Würzburg

Für die Leser, mit den Lesern

Klarheit im Letzten, Vielfalt und Debatte im Vorletzten: Was katholischer Journalismus heute und morgen leisten kann und muss. Gedanken zum Abschied.

Die Zukunft des katholischen Journalismus
Die faire Darstellung der Position und Beweggründe selbst weltanschaulicher Gegner sei unverzichtbar, meint der scheidende Tagespost-Chefredakteur Oliver Maksan. Dadurch unterscheide sich Journalismus vom Aktivismus. Foto: Lutz/Winkler

Liebe Leser, zum letzten Mal wende ich mich an dieser Stelle an Sie. Dass ich mich dabei selber zum Gegenstand mache, mögen Sie mir nachsehen. Ich höre auch gleich auf damit. Anlässlich meines Ausscheidens als Chefredakteur der „Tagespost“ ist es mir dennoch ein großes Anliegen, mich bei Ihnen persönlich zu bedanken. Ihre kritische Sympathie trägt uns als Redaktion und hat auch mich in den letzten fünf Jahren getragen. Viele Telefonate haben wir geführt und unzählige Briefe und Emails ausgetauscht. Nie werde ich die vielen schönen Begegnungen mit Ihnen vergessen.

Was der katholische Journalismus braucht

Vorbei sind zum Glück die Zeiten, als Zeitungsmacher glaubten, ohne Rücksicht auf die Interessen der Leser entscheiden oder auf den Austausch mit ihnen verzichten zu können. Mit Ihrer Hilfe und Rückmeldung konnte diese Zeitung in den vergangenen Jahren entschlossen ihren Weg in die Zukunft planen. Die Umstellung zur Wochenzeitung und die Etablierung einer täglich betreuten Online-Seite waren dabei entscheidende Wegmarken. Wenn katholischer Journalismus auch morgen Gehör finden will, muss er dabei vor allem mindestens vier Dinge beachten, meine ich.
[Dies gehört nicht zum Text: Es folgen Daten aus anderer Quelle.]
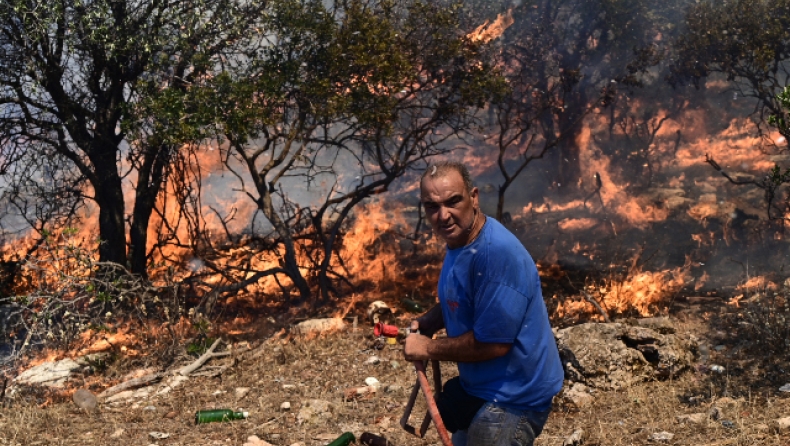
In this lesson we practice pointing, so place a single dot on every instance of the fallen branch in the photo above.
(132, 384)
(186, 370)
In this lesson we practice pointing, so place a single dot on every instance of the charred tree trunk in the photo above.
(149, 184)
(108, 193)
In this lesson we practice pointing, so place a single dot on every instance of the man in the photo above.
(497, 325)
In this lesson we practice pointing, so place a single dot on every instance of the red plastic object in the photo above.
(389, 331)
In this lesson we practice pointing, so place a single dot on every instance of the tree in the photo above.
(746, 42)
(72, 73)
(351, 96)
(749, 44)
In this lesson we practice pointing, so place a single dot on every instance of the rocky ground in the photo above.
(701, 380)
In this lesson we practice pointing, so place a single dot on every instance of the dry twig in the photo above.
(210, 353)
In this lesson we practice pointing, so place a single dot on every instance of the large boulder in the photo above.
(616, 355)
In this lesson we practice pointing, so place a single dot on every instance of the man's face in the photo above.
(449, 207)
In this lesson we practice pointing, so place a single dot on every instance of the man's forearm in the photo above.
(464, 348)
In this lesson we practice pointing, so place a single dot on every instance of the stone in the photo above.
(781, 425)
(241, 392)
(577, 395)
(323, 325)
(118, 433)
(574, 439)
(615, 356)
(50, 374)
(693, 418)
(314, 411)
(84, 399)
(661, 436)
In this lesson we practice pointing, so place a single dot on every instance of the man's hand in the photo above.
(416, 346)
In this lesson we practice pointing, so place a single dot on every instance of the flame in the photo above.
(489, 31)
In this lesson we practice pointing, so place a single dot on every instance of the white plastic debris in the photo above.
(372, 382)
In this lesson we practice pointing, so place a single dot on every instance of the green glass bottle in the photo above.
(344, 440)
(411, 306)
(209, 416)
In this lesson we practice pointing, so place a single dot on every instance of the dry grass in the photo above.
(323, 367)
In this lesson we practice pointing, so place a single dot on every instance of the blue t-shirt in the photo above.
(492, 286)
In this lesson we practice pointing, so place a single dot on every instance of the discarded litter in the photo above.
(208, 416)
(343, 440)
(411, 306)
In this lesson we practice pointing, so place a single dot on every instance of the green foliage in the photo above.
(781, 120)
(199, 346)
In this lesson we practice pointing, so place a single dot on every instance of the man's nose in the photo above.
(444, 214)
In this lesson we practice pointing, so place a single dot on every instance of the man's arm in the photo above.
(464, 348)
(430, 322)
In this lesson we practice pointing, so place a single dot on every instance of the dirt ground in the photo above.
(298, 369)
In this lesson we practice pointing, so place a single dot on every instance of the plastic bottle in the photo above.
(209, 416)
(369, 439)
(344, 440)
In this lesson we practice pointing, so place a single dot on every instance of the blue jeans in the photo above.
(495, 425)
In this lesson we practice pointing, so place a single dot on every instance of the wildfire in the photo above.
(489, 31)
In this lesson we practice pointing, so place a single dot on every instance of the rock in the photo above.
(314, 411)
(574, 439)
(241, 392)
(84, 399)
(253, 440)
(51, 374)
(319, 326)
(693, 418)
(781, 425)
(577, 395)
(615, 356)
(661, 436)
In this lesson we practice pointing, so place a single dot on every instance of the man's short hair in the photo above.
(441, 168)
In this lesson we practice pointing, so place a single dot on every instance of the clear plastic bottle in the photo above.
(209, 416)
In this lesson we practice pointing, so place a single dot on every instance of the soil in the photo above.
(297, 369)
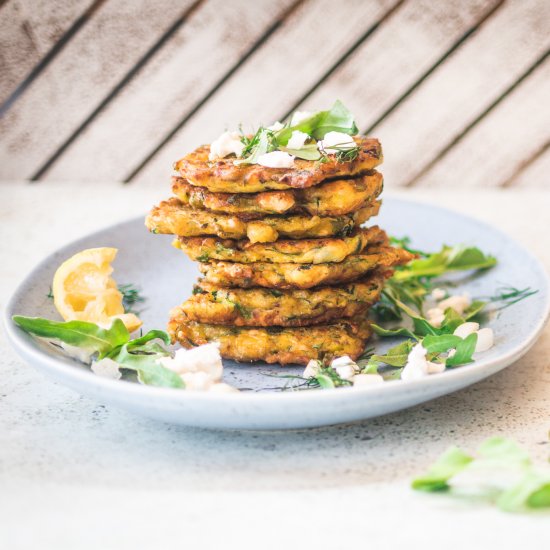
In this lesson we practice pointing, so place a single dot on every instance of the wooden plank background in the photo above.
(458, 91)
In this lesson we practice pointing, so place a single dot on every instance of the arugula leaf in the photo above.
(151, 335)
(77, 333)
(337, 119)
(530, 491)
(450, 463)
(448, 259)
(464, 352)
(533, 491)
(421, 326)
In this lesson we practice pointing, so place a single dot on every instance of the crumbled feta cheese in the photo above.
(226, 144)
(276, 159)
(465, 329)
(438, 294)
(485, 339)
(222, 387)
(298, 116)
(417, 366)
(206, 359)
(459, 303)
(297, 140)
(107, 368)
(199, 381)
(435, 316)
(366, 379)
(311, 370)
(333, 142)
(82, 354)
(276, 126)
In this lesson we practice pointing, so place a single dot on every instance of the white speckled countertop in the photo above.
(75, 474)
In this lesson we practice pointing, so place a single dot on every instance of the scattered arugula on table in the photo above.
(337, 119)
(131, 296)
(520, 486)
(139, 354)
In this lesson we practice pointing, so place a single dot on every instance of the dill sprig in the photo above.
(509, 295)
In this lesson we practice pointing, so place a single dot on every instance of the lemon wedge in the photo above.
(84, 290)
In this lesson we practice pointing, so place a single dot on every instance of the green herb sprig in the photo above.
(139, 354)
(337, 119)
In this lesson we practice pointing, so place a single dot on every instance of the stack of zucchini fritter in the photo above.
(289, 273)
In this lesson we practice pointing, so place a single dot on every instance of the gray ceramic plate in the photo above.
(166, 277)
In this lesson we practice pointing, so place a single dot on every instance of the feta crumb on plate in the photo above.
(228, 143)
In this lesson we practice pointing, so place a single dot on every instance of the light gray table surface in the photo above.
(76, 474)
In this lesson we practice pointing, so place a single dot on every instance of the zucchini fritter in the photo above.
(273, 344)
(290, 275)
(223, 176)
(175, 219)
(305, 251)
(333, 198)
(261, 307)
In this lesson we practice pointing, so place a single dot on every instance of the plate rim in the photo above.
(27, 347)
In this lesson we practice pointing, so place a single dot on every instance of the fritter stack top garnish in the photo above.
(275, 220)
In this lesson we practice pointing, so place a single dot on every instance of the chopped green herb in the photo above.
(130, 297)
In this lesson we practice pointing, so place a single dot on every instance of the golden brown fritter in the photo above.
(223, 176)
(290, 275)
(333, 198)
(261, 307)
(173, 218)
(305, 251)
(274, 344)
Intelligente Lehramtstreue: Eine Redaktionssitzung der „Tagespost“ ist nicht die Vollversammlung der Glaubenskongregation. Das wissen wir. Wir glauben aber, dem Leser schuldig zu sein, zu garantieren, dass wo katholisch drauf steht, auch katholisch drin ist. Katholiken dürfen dankbar sein für die Klarheit im Glauben, die ihnen geschenkt ist. Das muss natürlich in großem Respekt vor der Vielfalt der Spiritualitäten und legitimer theologischer Bandbreite geschehen. Eine katholische Zeitung sollte keine Eindeutigkeit behaupten, wo es sie nicht gibt und nicht geben muss.

Im Letzten einig sein

Plattform für Debatten: Katholiken müssen sich bei aller legitimen Vielfalt im Letzten einig sein. Das Katholische ist nicht einfach Ansichtssache, sondern auffindbar und definiert. Die Kirche wächst in der Erkenntnis des Glaubens, sie erfindet ihn aber nicht. Im Vorletzten aber darf es dauerhaften Dissens geben. Fragen des Politischen sind in den meisten Fällen Abwägungsfragen. Migration, das Verhältnis zu Russland, der israelisch-palästinensische Konflikt, die Bewertung der Präsidentschaft des alten und des neuen amerikanischen Präsidenten: Ein Medium sollte kultivierten Debatten Raum geben. Damit wird es nicht gesichts- oder kompasslos, sondern dient der Meinungsbildung der Leser.

Authentische Zeitgenossenschaft: Katholische Journalisten sollen neugierig sein. Dunkle Schatten, die sich auf die Gesellschaft legen, sollen sie nicht übersehen. Sie müssen sich aber die Offenheit für all das Gute erhalten, das auch heute wächst. Spaziergänge in Potemkinschen Dörfern und katholischer Rückzug ins Ghetto sind keine Option. Eine katholische Zeitung muss Augenöffner für das Schlechte, aber auch das Gute in der Welt sein.
Fairness Andersdenkenden gegenüber: Die faire Darstellung der Position und Beweggründe selbst weltanschaulicher Gegner ist unverzichtbar. Dadurch unterscheidet sich Journalismus vom Aktivismus. Faktentreue, Wille zum Verstehen und das Bemühen um Objektivität sind der Treibstoff, mit dem katholischer Journalismus auch in Zukunft fährt.

Liebe Leser, in diesem Sinne grüße ich Sie zum letzten Mal! Bleiben Sie der „Tagespost“ gewogen, die auch in Zukunft eine Zeitung für Sie und mit Ihnen sein will.